疑問はまだある。123便の機影がレーダーから消えた8月12日午後6時56分から少なくとも1時間半後の午後8時過ぎには、米軍は墜落場所を特定し日本側に救助の許可を求めたという。しかし、不可解なことに日本政府がこの要請を断ったため、米軍は事故現場上空でホバリングの準備まで整えながら帰還を余儀なくされた。このことは後に、米軍準機関紙“Stars and Stripes”(星条旗)紙上で米軍アントヌッチ少将が語っている。当時実際に任務に当たっていた米軍高官の、米軍準機関紙における証言をどう見るべきか。
事故現場が群馬県側であることは早い段階からわかっていたにもかかわらず、NHKは長野県側だという誤報を一晩中流し続けた。墜落直後には数十人の乗客が生きていたとの証言もあり、事故現場にもっと早く救助隊が入っていれば、多くの人が助かったはずだ。この日のNHKには「救助隊に早く現場に入ってもらっては困る」事情でもあったのだろうか。
そういえば、NHKは福島第1原発事故当時も「ただちに健康に影響はない」という政府・御用学者の見解を垂れ流し続けた。「公共放送」を自称する「みなさまの放送局」は、有事に決して市民を助けないという事実は、何度でも指摘しておきたい。
この事故の遺族会「8・12連絡会」の美谷島邦子事務局長は、当時9歳だった息子・健君を失った。健君は高校野球・PL学園の大ファンで、邦子さんは甲子園球場にPL学園の応援に行く健君を1人で123便に乗せた。日航社員に手を引かれ、搭乗する健君に一瞬、不安そうな表情がよぎったのを見逃さなかった。羽田空港から帰る途中、胸騒ぎがして事故の一報を聞いた。その後は「狂ったように時間が過ぎていった」という。
美谷島さんは、事故直後、御巣鷹の事故現場に登っている。
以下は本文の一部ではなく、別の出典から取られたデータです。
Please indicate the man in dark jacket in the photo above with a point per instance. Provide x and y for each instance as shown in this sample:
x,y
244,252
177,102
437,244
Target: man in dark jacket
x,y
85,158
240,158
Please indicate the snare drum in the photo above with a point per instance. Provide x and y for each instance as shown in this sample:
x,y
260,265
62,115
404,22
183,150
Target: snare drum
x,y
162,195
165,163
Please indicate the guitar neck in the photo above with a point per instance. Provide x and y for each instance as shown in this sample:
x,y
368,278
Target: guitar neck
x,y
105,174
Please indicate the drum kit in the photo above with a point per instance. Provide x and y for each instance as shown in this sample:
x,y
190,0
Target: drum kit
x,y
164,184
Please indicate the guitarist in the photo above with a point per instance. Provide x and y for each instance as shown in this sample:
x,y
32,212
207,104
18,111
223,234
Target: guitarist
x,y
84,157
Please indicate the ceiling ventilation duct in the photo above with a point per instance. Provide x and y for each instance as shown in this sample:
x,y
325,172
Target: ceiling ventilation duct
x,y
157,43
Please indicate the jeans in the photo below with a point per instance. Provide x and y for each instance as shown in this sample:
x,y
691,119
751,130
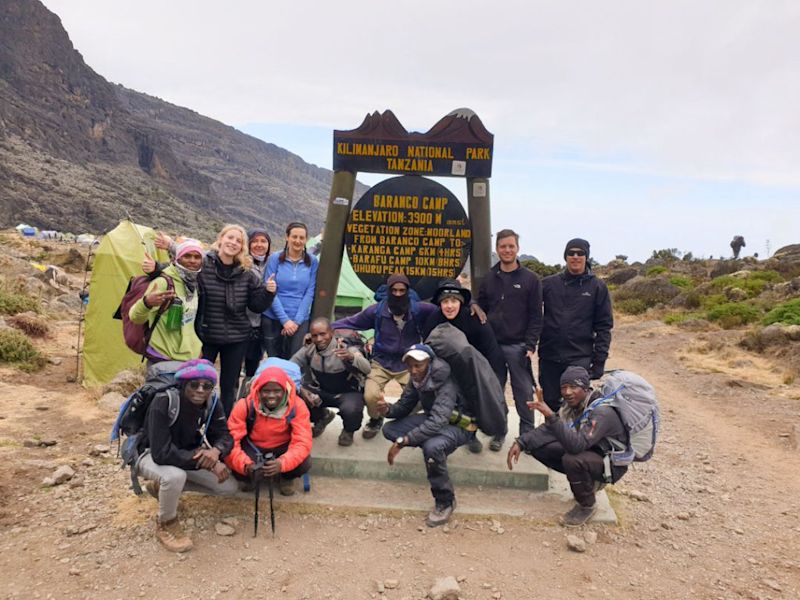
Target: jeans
x,y
435,451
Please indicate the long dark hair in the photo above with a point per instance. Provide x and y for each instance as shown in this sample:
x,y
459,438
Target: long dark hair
x,y
289,227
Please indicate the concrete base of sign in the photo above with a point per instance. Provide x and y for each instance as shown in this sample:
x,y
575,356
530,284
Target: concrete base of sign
x,y
358,478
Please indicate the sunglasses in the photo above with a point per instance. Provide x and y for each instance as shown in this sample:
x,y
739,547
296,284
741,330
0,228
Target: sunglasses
x,y
206,386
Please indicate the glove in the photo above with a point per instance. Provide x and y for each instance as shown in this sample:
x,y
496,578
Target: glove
x,y
596,370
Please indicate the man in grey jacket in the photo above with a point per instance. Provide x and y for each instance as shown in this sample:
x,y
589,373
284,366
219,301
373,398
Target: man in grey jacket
x,y
575,441
432,386
333,376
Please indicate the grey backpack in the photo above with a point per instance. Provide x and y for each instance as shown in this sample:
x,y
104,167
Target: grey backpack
x,y
635,401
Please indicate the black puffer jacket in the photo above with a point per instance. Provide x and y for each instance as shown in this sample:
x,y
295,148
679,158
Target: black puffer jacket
x,y
225,295
577,320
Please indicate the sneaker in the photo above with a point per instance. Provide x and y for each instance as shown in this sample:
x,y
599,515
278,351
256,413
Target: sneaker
x,y
172,536
475,446
152,487
372,428
286,486
440,514
319,426
578,515
497,444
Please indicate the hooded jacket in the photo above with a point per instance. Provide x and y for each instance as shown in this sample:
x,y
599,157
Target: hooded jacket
x,y
292,427
577,320
225,295
438,396
181,344
513,303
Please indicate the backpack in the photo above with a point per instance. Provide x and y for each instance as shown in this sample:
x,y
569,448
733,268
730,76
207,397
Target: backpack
x,y
381,295
132,414
634,400
137,337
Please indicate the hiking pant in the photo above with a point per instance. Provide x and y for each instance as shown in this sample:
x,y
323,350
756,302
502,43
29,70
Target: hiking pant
x,y
435,451
522,384
283,346
300,470
230,367
582,469
376,382
350,405
172,481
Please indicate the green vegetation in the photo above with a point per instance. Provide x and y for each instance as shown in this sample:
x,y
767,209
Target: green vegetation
x,y
14,299
540,268
17,349
787,313
657,270
733,314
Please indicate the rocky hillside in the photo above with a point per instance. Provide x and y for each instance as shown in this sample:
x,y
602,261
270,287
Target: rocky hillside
x,y
77,152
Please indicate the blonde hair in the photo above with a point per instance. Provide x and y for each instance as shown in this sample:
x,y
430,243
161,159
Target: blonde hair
x,y
242,257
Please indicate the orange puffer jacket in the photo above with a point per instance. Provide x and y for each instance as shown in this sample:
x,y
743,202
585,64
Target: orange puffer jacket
x,y
294,427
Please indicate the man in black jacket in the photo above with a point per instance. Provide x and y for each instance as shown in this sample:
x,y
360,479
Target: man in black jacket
x,y
432,386
577,322
185,451
511,295
575,441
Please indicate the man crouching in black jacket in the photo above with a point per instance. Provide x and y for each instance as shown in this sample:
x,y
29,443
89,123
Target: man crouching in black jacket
x,y
575,441
185,450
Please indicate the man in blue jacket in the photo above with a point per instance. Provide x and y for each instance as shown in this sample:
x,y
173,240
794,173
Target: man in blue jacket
x,y
577,322
511,295
398,323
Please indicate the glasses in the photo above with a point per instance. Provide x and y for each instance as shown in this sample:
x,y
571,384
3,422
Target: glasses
x,y
206,386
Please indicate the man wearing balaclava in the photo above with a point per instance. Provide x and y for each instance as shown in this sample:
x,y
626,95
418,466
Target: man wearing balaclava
x,y
577,322
397,321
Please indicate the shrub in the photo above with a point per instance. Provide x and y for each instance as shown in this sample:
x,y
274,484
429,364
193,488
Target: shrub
x,y
16,348
540,268
14,299
631,306
657,270
732,314
787,313
680,281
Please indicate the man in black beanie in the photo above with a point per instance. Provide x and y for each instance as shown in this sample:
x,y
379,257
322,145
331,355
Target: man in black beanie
x,y
575,441
577,323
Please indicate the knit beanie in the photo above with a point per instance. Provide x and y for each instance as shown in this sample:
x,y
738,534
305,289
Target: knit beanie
x,y
577,243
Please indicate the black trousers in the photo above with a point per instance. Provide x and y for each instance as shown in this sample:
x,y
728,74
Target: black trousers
x,y
230,366
582,469
350,405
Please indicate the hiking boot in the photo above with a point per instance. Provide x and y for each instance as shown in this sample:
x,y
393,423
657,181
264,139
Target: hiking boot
x,y
286,486
172,536
319,426
578,515
474,445
372,428
497,444
152,486
440,514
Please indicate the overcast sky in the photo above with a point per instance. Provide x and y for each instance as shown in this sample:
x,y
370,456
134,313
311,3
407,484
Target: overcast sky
x,y
637,125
当時の御巣鷹山は、冬に地元の猟師たちが狩猟のために分け入る以外、登山者には縁のなかった険しい山で、道なき道を登った。健君が散った現場にたどりついた美谷島さんの泣き崩れる姿を撮った写真は「息子よ さようなら」という見出しとともに8月15日付「読売新聞」に掲載された。40年前の出来事なのに、私は今も忘れられない。
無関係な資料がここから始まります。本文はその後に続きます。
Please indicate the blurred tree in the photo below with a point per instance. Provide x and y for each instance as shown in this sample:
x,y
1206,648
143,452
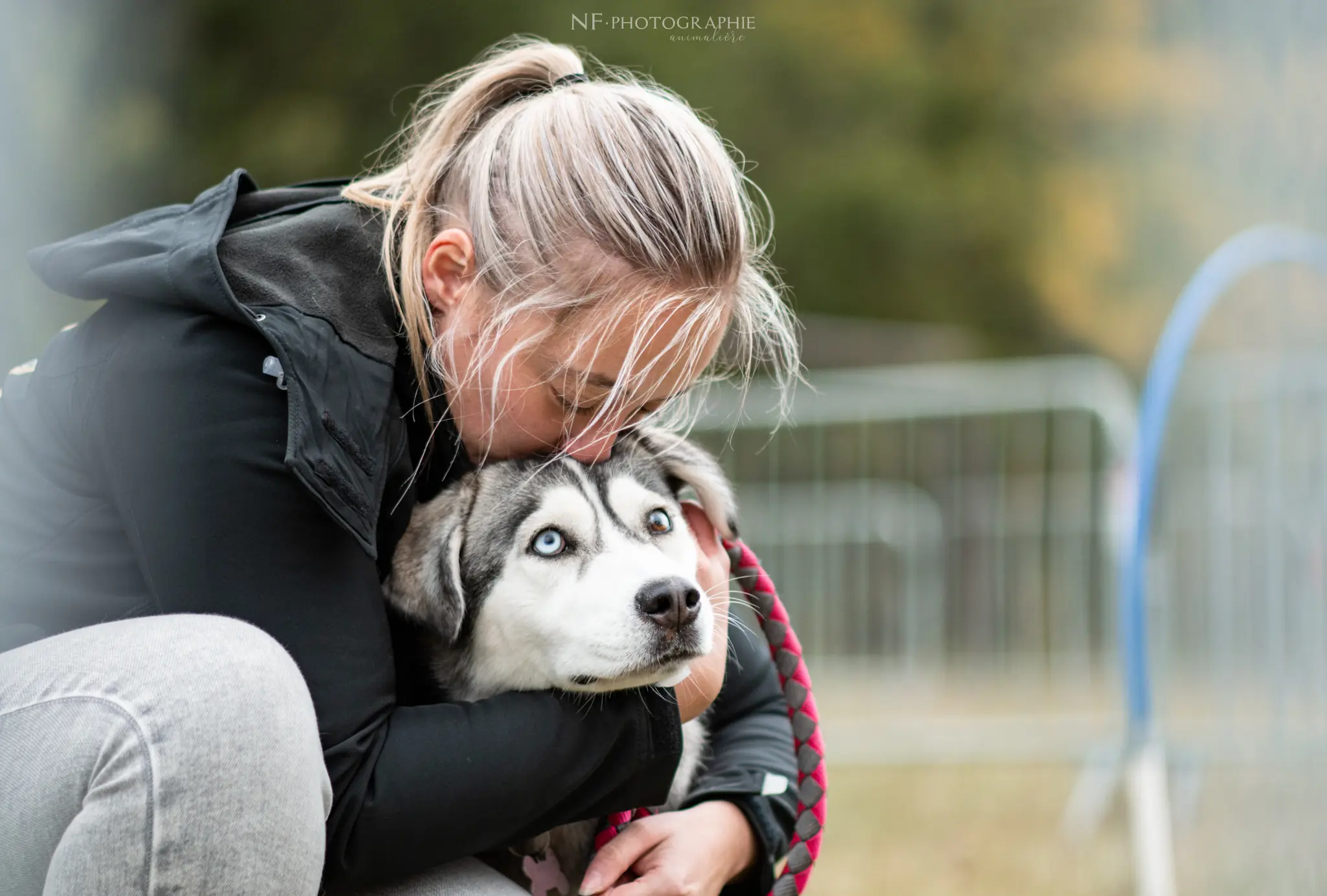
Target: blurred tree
x,y
1042,173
8・12連絡会は、事故20年の2005年、30年の2015年に遺族の手記をまとめた文集「茜雲」を出版している。40年となる今年はさすがに無理かと思っていたが、「茜雲 そのあとに」を出版できたと聞き驚いている。2005年に起きたJR福知山線脱線事故遺族会「4・25ネットワーク」など後発の遺族会が、様々な内部事情から早々に活動を休止したのに対し、最も古い8・12連絡会がいまだに活動を続けているのは、ひとえに美谷島さんの人望と手腕によるところが大きい。その美谷島さんを40年もの長きにわたって突き動かしてきた「原点」がこの日の御巣鷹にあることも想像に難くない。
幸いなことに、この日を最後に日本の航空会社による営業旅客機での乗客の死亡事故は一度も起きていない。海外の航空会社による死亡事故は2件起きたが、それも1996年が最後である。だが危機がまったくなかったわけではない。乱気流による客室乗務員の死亡事故、JAL、スカイマーク2社の経営破綻、それに伴うJAL労働者165人の不当解雇など、空の安全を揺るがす事態は何度もあった。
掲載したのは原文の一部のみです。